A shift in tone at the Reserve Bank of New Zealand on Wednesday led to a sharp re-pricing in rate-cut expectations, with the benchmark two-year swap rate diving 18 basis points and the currency sliding.

Malaysia is expected to hold rates steady later in the day, and the U.S. earnings season will also begin with results from Delta Air Lines and consumer bellwether PepsiCo, followed by bank results on Friday.


China stocks chimed with the market momentum on Thursday, but a drumbeat of disappointing data and talk of tariffs in its major export markets have made rallies hard to sustain. China GDP print is due on Monday.

Hong Kong’s Hang Seng rose 1%, and on the mainland, the blue-chip CSI300 climbed 0.4% although it remains huddled pretty close to Tuesday’s four-and-a-half-month low. [.HK][.SS]

China’s yuan steadied at 7.2738 per dollar, barely stronger than an almost eight-month low made on Wednesday. [CNY/]

Elsewhere, moves were modest ahead of the U.S. CPI release.

The euro ticked higher to $1.0835. Sterling made a one-month high of $1.2854 as Bank of England’s chief economist had, overnight, sounded vaguer about the timing of rate cuts than many traders had expected. [FRX/]

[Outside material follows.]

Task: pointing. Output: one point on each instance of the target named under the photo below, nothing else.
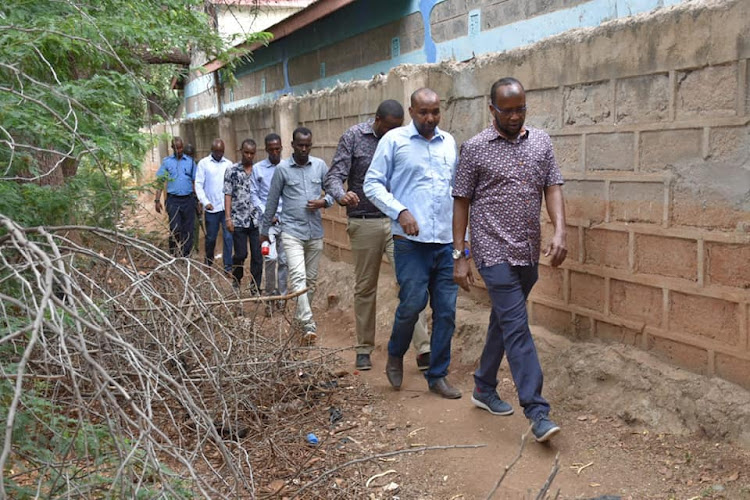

The yen hovered at 161.58 per dollar. Data showed Japan core machinery orders unexpectedly down for a second month running, challenging expectations for interest rates to rise.

The New Zealand dollar found support at its 200-day moving average and traded at $0.6095. The Australian dollar rose 0.2% to a six-month high of $0.6763. [AUD/]

Treasuries were steady overnight and in Asia, with U.S. two-year yields holding at 4.62% and benchmark 10-year yields at 4.29%. [US/]

In commodity trade, oil prices edged higher on signals of strong U.S. gasoline demand. Brent futures rose 35 cents, or 0.4%, to $85.43 a barrel. U.S. crude climbed 36 cents, or 0.5%, to $82.47 a barrel. [O/R]

Favourable U.S. weather has wheat futures pressured near two-and-a-half month lows. [GRA/]

Gold crept 0.2% higher to $2,373 an ounce. After a selloff last week, bitcoin has steadied around $58,900.